El objetivo del artista ya no necesita buscar en lo grande o en lo pequeño sino que cualquier aspecto de la realidad en determinado momento puede despertar una mirada pictórica, que encuentra en un recorte de lo real un valor estético de carácter abstracto. La fotografía recorta, fragmenta y multiplica la realidad, pero las imágenes de Jaime Gili además la desmenuzan y la desmiembran, obligándonos a matizar ese carácter abstracto. Quizás no sea tanto que muestran la realidad abstracta, como que arrancan de la realidad aquello que tiene de útil y de figurativo convirtiéndola en objeto de delectación estética. Así, Jaime Gili usa la fotografía en uno de sus aspectos más definitorios: la fotografía "asesina" y "roba" trozos y momentos de la realidad; sólo con ella Gili puede apropiarse de aquello de la realidad que le interesa y hacerla suya. Con la fotografía lleva a cabo una operación que enlaza directamente con el "readymade" duchampiano; de parecida forma a Marcel Duchamp llevando un urinario, un perchero o una rueda de bicicleta a una sala de exposiciones, Gili al mirar por el objetivo de su cámara y apretar el disparador arranca un trozo de mundo para mostrarlo como arte. En el extremo, esa mirada que colecciona convierte al mundo entero en obra de arte, en una especio de fenómeno panestetista. Tal vez es eso lo que nos enseñan sus fotografías, a dirigir la mirada y al final devolverle una vez más la jugada a la pintura: sus fotografías nos enseñan a apreciar la pintura o simplemente, el arte, a través de lo pictórico o exclusivamente estético que puede haber en nuestra mirada sobre el mundo.
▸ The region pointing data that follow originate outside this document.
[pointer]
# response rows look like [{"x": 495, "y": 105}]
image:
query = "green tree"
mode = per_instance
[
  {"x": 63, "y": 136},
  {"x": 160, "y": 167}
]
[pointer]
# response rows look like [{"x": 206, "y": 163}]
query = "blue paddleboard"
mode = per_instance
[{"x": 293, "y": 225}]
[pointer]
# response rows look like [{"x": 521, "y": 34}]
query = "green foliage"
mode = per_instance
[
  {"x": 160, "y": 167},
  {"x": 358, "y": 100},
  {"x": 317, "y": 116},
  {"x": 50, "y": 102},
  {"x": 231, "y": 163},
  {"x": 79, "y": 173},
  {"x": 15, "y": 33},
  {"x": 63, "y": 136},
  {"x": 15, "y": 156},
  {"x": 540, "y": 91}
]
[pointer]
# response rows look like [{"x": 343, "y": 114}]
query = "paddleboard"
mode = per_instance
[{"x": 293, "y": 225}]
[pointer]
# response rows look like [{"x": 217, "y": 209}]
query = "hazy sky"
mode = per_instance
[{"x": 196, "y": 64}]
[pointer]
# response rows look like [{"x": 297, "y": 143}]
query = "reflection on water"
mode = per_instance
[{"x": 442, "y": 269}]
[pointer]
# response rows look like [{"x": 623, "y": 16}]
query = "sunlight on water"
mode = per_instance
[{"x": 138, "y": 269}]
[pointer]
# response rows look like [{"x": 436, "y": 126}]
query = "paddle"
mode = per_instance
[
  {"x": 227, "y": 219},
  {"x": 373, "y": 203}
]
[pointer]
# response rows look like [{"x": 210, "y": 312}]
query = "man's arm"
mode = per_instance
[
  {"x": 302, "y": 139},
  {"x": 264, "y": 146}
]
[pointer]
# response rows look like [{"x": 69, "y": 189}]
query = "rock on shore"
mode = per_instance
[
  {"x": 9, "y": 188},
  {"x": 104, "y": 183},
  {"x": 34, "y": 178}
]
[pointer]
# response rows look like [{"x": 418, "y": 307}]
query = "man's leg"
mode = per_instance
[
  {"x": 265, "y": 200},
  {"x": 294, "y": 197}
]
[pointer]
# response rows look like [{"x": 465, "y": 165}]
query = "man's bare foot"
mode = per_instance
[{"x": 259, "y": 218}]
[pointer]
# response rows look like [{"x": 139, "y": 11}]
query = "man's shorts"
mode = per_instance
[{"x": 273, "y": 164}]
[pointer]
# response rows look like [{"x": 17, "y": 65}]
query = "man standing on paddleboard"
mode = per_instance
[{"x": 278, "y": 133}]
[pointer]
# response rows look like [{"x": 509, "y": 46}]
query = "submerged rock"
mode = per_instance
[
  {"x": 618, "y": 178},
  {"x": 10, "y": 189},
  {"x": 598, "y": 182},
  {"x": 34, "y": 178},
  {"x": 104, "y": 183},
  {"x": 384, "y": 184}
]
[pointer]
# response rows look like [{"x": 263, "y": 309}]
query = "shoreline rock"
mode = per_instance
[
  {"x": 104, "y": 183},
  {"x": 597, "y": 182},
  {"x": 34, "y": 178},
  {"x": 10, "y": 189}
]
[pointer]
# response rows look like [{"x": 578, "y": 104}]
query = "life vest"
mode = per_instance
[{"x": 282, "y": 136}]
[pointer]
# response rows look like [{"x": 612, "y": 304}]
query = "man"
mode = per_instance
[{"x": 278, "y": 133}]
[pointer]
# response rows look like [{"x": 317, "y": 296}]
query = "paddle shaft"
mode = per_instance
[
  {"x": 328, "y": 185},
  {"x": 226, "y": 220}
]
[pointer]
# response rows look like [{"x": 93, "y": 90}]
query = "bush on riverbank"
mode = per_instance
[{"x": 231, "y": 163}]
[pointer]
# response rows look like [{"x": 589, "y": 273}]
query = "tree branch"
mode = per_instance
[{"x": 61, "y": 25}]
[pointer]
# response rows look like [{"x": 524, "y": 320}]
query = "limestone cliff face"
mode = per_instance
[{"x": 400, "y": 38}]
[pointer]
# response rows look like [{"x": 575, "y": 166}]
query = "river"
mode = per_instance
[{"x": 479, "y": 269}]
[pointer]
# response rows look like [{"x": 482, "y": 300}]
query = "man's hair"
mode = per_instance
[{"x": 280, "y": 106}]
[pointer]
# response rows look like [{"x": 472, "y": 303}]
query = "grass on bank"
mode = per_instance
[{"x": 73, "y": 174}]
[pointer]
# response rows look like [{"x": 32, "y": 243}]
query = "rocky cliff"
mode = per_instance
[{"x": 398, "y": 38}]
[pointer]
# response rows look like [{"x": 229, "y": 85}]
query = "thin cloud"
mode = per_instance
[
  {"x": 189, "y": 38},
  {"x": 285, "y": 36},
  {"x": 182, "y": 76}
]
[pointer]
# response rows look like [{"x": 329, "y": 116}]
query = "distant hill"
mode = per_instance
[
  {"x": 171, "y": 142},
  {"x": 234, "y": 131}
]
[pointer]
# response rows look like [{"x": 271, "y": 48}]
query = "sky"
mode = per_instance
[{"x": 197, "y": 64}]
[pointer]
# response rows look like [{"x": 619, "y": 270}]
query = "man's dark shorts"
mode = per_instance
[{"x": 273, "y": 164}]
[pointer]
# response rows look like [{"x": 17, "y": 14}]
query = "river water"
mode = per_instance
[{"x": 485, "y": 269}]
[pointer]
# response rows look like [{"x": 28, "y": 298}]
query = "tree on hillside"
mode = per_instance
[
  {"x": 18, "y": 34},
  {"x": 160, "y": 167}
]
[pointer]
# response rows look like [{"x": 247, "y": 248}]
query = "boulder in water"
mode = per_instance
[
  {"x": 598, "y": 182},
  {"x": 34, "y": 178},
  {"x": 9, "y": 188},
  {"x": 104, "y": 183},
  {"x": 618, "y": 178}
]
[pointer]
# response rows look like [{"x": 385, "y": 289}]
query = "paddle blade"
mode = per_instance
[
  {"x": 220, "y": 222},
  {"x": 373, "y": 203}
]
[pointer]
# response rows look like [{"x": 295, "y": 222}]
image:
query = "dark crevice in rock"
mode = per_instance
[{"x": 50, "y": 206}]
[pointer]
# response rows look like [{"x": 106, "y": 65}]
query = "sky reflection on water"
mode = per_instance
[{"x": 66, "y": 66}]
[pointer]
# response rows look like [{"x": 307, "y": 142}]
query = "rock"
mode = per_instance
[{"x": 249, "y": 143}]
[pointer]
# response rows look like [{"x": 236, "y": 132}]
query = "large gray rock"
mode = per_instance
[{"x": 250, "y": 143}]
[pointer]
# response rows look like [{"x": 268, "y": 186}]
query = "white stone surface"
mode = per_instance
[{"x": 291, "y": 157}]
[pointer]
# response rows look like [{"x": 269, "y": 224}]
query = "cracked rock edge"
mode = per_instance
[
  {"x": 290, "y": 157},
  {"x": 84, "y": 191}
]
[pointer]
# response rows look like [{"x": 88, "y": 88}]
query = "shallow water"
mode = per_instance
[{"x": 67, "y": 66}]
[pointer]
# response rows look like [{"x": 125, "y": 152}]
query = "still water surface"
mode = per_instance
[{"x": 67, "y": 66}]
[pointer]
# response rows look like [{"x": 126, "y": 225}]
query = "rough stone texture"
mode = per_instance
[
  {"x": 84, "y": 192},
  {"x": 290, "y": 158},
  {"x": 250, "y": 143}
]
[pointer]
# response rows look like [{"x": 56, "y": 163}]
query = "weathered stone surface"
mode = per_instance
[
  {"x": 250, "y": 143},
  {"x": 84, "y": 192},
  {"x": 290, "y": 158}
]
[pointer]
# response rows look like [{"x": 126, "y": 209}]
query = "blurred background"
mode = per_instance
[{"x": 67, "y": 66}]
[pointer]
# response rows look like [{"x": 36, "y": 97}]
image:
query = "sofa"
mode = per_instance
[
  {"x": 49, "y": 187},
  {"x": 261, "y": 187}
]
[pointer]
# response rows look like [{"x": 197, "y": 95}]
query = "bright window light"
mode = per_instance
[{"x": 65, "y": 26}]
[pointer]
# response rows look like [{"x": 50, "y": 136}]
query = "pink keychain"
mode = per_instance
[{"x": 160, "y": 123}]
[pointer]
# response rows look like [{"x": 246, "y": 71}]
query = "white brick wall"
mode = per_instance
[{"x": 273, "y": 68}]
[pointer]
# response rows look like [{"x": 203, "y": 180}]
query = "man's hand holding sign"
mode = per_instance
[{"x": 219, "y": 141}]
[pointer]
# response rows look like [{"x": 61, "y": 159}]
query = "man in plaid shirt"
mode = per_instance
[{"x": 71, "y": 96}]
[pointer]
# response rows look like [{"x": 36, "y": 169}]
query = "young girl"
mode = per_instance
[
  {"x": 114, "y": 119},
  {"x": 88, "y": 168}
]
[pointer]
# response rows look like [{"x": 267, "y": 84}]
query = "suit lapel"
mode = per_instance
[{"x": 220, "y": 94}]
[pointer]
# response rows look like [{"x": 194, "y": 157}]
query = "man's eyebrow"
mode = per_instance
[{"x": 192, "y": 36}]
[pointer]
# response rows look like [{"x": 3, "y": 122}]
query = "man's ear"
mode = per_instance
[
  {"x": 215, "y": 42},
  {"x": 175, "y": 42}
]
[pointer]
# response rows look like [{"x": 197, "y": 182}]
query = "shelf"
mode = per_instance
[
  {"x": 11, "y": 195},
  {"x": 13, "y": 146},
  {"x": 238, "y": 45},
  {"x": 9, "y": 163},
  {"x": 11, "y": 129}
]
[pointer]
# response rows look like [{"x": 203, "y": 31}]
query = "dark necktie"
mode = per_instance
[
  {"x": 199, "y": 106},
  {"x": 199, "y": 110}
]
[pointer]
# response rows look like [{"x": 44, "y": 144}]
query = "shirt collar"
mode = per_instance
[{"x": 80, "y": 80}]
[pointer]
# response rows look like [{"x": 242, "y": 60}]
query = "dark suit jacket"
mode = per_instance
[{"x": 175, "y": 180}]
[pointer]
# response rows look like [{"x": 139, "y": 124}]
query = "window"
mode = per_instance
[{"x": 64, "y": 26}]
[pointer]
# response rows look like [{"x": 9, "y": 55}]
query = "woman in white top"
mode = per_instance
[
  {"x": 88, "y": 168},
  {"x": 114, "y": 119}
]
Esta mirada que Jaime Gili dirige hacia los objetos o hacia particularidades de lo real no es una mirada de fotógrafo sino de artista. Al contrario del fotógrafo, no busca un tratamiento estético de la imagen en sí, en tanto que fotografía
sino que -y aquí aparece ese punto de contacto con el ’readymade’- la fotografía le permite apropiarse de la realidad, retirar un fragmento de cotidianidad del mundo, y presentarlo como arte. No son entonces fotografías de fotógrafo, Gili utiliza de la misma manera que en determinados momentos pinta o escribe: la fotografía es para él un lenguaje más, una posibilidad de creación que le permite determinadas apuestas artísticas. En este sentido, su obra entronca con algunos artistas de la última década como Cindy Sherman o Gabriel Orozco, que han conseguido emancipar definitivamente a la fotografía situándola en un contexto de arte contemporáneo. La fotografía queda apartada de nociones de autor y todos sus recursos estetizantes de la imagen, aquello que entendemos como una "buena fotografía", con lo que en el fondo conlleva de academicismo, así como de función documental, ajustándose perfectamente a las estrategias apropiacionistas, de pequeñas intervenciones en la realidad y panestetistas del arte. actual. En este estado de las cosas resulta ridículo hablar dc fotografía, pintura, escultura o de literatura en términos estrictos. EL trabajo de Jaime Gili muestra como la división entre los lenguajes artísticos ha devenido una cuestión arbitraria, que lo que denominamos diferentes lenguajes artísticos sólo son útiles distintos que el artista puede utilizar. Las fotografías de Jaime Gili convierten al mundo en objeto pictórico, situándose así en un lugar intersticial en el que sólo nos queda hablar en términos de creación.